The first thing I notice when I walk through a heavy, auburn quartz door is how dark and intimate the space is - lit, almost entirely, by candlelight. There's a King West lounge vibe, with reserved booths at every corner. The decor is an upscale take on Distillery District design. There is cushy leather and velvet seating with enormous, but somewhat generic, art pieces on each wall.
The front section; a quieter, lounging and mingling-only area, has leather booth seating to one side and a stylish bar (with the same auburn quartz surface) on the other. The second room has plenty of lounging space and another bar, but is positioned for patrons to groove to the DJ (also, see the gigantic bulb wheel chandelier overhead).
The beer on tap is Krombacher, a German brew, but the cocktails here will be the main attraction (once the menu is complete). Until then, ask the front bar's bartender for his signature drink; a fruity vodka mix with Chambord and blueberry juice ($12). Beyond these options, there are plenty of bottled beers ($7). From Monday to Wednesday, Stirling Room settles into a martini lounge atmosphere with light appetizers.
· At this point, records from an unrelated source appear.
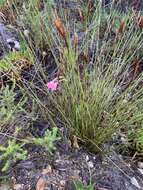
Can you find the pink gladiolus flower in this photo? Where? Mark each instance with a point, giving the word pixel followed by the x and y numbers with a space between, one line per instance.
pixel 53 85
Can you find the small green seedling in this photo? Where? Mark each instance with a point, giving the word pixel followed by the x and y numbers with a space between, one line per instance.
pixel 48 140
pixel 12 153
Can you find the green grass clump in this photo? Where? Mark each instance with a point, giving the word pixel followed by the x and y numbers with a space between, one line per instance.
pixel 99 89
pixel 94 82
pixel 9 109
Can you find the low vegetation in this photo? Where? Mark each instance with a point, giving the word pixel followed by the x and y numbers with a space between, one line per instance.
pixel 95 88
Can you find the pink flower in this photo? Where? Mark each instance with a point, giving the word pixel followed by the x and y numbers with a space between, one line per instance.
pixel 53 85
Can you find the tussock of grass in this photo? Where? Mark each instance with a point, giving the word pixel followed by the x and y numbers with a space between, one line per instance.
pixel 99 91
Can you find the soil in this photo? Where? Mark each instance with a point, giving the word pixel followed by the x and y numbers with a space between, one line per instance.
pixel 68 164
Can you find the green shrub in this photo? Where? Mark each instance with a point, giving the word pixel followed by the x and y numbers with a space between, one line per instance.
pixel 11 153
pixel 48 140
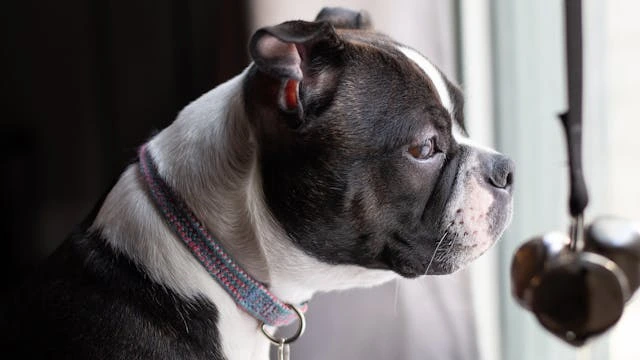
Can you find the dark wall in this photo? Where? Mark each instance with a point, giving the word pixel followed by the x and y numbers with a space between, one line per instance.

What sets this bar apart is contingent on future plans. Rishes (C-Lounge, Century Room) leads me down two staircases to the basement and shows me a 19th century whiskey kiln that he plans to encase. Behind another door is where the barrels of whiskey were held - a long, eerie tunnel that Rishes plans to convert into a private dining room. If he can make it happen (by next summer, he hopes), there will be nothing else like it in the city.
Formerly A Taste of Quebec (relocated), the venue is a daring place to locate a bar of its sort. "We're looking to attract the twenty-seven plus professional crowd - businesspeople, lawyers and marketing and advertising agencies," says Rishes, "We found that in the clubbing district, everyone was fighting for the same crowd, but we think we've created something unique to attract more people to the east side."